Many start-ups I encountered began by serving their local community, then built outwards.
The Gallagher chefs, chocolate maker Keith Tiplady and mask maker Victoria Gordon all started with family and friends as their first customers. For these entrepreneurs, it was feedback from this initial, trusted group that gave them the confidence to reach further.
These businesses often used Facebook and Instagram to find a small, targeted customer base in their vicinity.
6. Companies did well that focused on online.
Perhaps obviously, given many physical shops and face-to-face services had to close during lockdown, companies that offered their services online, or who sold physical items online and then delivered them direct to customers, both appeared to do well.
Terry Fox wrote to me saying she began offering online sewing classes and found hundreds of people joining each session.
The founders of LiveToYourLivingRoom told me they were offering virtual gigs for bands that normally played small venues, and were now attracting 100-150 people per show, after just a few months.
On the one hand, people were literally stuck at home and so had to consume this way.
However, this may also have been part of a more fundamental shift.
"The pandemic has greatly accelerated changes that would have happened slowly due to the rise of online shopping," according to Prof Joshua Bamfield, director of the Centre for Retail Research. We've reached a stage this year that he had previously thought would only arrive by 2025.
7. Social media is your marketplace.
This is the 21st Century after all and many of our lockdown entrepreneurs talked about the importance of social media as a way to reach customers.
This has given younger entrepreneurs an advantage, recent graduate Sehrish Ahmed told me.
She started selling jewellery online when job opportunities dried up, using Instagram and TikTok as the shop window for her brand Rose Eclipse. She knew how to jump on the latest TikTok trends, she explained.
8. Not all of these businesses will be permanent.
Despite the 2020 boom in start-ups, not all will be long-term fixtures. Some of these lockdown businesses were only ever set up on a temporary basis, either as a stop-gap between jobs, or a side-hustle during furlough.
Andrew Woodhouse and his salmon-smoking business is a good example. When he returned to work after furlough, he had to scale back his growing business. He now does just enough to keep it ticking over.
Recent graduates Joshua Barley, Sonny Drinkwater and Kieran Fitzgerald set up Snackcess, selling boxes of healthy snacks that companies can send out to employees working at home. Originally, it was meant to be a short-term project because the three were struggling to find the usual graduate placements during the pandemic.
Kieran has now started a graduate job, but the business has been so successful that Sonny and Joshua have decided they're going "to try and see this through".
"Entrepreneurs will often find it difficult to accept the restrictions of being an employee once again, after they have tasted the excitement, freedom, and sense of achievement associated with being on their own," says Prof Cyril Bouquet of the IMD Business School.
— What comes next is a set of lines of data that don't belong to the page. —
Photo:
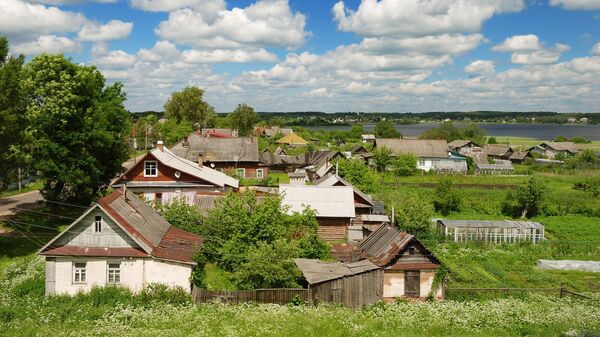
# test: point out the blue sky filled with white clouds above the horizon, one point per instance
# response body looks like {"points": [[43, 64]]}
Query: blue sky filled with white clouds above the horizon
{"points": [[332, 56]]}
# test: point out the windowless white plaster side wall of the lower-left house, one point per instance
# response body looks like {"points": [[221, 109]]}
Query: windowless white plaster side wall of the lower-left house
{"points": [[169, 273]]}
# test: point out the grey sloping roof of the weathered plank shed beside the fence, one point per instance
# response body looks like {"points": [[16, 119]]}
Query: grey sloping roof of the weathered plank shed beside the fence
{"points": [[317, 271]]}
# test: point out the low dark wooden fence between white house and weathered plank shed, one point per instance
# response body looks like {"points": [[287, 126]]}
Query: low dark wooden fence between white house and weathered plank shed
{"points": [[277, 296]]}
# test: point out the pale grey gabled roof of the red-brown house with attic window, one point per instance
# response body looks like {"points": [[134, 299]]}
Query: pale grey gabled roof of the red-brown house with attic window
{"points": [[168, 158]]}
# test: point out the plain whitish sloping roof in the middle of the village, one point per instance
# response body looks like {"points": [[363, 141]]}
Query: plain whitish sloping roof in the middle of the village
{"points": [[327, 201]]}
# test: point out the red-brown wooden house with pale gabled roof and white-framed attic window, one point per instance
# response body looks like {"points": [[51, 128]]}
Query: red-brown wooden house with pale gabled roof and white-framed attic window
{"points": [[161, 176]]}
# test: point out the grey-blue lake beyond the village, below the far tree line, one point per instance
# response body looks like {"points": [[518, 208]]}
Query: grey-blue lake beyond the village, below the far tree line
{"points": [[538, 131]]}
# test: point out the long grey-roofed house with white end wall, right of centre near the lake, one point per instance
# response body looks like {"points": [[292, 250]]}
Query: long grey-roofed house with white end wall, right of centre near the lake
{"points": [[433, 154]]}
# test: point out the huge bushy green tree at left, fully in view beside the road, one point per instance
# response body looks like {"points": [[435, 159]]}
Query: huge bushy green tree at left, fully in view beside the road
{"points": [[77, 126]]}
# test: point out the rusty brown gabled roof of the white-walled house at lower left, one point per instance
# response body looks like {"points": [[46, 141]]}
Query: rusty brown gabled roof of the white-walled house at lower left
{"points": [[156, 237]]}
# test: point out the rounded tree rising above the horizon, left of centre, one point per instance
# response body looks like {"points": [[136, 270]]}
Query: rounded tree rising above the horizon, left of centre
{"points": [[189, 105]]}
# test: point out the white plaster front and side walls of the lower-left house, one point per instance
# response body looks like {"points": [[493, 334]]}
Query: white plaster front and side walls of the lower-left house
{"points": [[135, 273]]}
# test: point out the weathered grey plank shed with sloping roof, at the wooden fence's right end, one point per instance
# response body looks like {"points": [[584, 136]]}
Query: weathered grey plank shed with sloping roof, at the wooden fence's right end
{"points": [[353, 284]]}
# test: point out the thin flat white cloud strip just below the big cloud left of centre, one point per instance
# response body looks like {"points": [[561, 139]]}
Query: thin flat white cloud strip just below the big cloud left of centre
{"points": [[227, 55]]}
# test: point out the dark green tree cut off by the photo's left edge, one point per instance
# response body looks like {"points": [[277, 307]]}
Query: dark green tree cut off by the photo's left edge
{"points": [[12, 154]]}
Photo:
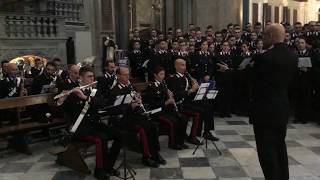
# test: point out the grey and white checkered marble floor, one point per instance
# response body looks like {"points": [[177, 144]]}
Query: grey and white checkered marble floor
{"points": [[238, 162]]}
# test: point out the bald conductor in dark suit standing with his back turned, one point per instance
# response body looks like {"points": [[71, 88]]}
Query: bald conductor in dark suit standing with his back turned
{"points": [[273, 71]]}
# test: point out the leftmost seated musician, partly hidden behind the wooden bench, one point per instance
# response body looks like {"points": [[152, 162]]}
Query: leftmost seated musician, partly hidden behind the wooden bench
{"points": [[10, 86]]}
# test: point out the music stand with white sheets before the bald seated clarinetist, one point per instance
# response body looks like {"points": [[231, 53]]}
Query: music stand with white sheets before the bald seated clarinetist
{"points": [[205, 94]]}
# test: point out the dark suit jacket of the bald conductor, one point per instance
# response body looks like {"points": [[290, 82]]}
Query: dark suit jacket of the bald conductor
{"points": [[273, 72]]}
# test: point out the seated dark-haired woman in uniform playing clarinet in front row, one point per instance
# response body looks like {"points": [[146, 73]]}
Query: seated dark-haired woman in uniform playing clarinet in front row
{"points": [[158, 95]]}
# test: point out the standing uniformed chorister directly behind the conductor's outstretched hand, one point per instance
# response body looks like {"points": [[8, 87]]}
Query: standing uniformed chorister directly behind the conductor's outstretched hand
{"points": [[225, 80]]}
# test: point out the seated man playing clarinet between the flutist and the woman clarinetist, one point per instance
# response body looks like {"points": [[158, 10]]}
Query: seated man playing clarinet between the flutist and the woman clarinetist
{"points": [[135, 120]]}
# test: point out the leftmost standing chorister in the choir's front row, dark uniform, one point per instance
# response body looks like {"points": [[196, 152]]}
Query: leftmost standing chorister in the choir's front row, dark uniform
{"points": [[137, 58]]}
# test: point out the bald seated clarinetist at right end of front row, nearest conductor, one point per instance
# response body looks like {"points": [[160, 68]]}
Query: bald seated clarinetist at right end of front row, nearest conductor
{"points": [[184, 88]]}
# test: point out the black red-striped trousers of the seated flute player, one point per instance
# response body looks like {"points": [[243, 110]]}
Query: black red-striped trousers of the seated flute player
{"points": [[104, 133]]}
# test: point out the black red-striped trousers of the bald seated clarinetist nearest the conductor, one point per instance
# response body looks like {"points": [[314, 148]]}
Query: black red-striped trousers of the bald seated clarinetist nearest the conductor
{"points": [[204, 110]]}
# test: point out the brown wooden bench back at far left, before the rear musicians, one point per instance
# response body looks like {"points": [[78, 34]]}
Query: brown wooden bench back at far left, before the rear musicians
{"points": [[15, 102]]}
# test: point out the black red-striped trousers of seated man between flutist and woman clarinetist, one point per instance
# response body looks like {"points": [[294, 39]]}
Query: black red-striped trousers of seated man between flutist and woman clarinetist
{"points": [[136, 121]]}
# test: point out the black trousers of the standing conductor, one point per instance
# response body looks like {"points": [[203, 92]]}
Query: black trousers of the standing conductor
{"points": [[272, 151]]}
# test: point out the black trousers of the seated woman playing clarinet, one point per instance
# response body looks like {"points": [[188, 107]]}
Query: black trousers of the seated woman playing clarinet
{"points": [[177, 125]]}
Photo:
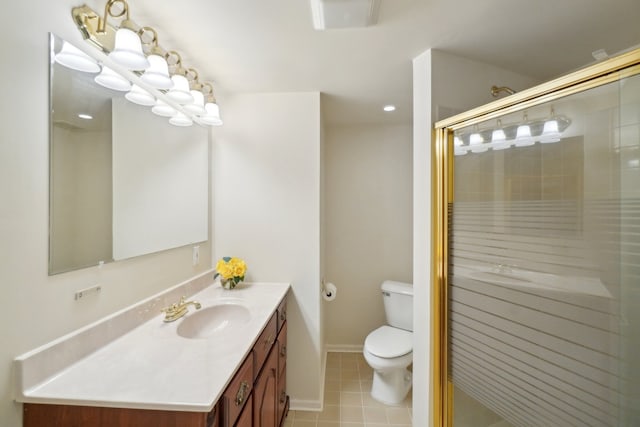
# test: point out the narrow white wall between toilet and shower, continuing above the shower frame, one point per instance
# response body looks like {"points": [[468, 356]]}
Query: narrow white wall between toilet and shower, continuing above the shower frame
{"points": [[442, 83]]}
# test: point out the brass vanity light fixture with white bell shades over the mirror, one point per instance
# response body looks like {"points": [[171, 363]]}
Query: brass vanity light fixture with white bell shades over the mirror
{"points": [[160, 79]]}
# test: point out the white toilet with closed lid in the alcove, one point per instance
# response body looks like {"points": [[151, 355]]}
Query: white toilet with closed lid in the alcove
{"points": [[389, 349]]}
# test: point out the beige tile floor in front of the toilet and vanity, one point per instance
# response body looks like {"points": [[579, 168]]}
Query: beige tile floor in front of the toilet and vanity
{"points": [[347, 399]]}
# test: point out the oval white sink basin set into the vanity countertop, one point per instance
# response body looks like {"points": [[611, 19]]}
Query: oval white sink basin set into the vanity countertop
{"points": [[213, 320]]}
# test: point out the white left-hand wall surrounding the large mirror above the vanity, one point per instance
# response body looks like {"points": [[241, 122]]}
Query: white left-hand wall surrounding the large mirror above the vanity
{"points": [[37, 308]]}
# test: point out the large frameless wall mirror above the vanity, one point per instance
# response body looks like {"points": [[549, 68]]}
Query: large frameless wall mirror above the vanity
{"points": [[123, 181]]}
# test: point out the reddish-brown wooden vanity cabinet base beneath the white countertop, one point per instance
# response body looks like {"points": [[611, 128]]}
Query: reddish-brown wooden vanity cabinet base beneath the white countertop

What's more, even when entrepreneurs are in it for the long haul, in general around 20% of start-ups fail in their first year and only around half make it to five years.
"It is very unlikely that a first entrepreneurial attempt will be the most successful one. Many people stop after the first failure," says Prof Bouquet.
For those that are lucky enough to be succeeding right now, there was one other thing I noticed. They were all guarded about celebrating their achievements at a time when they knew so many were suffering.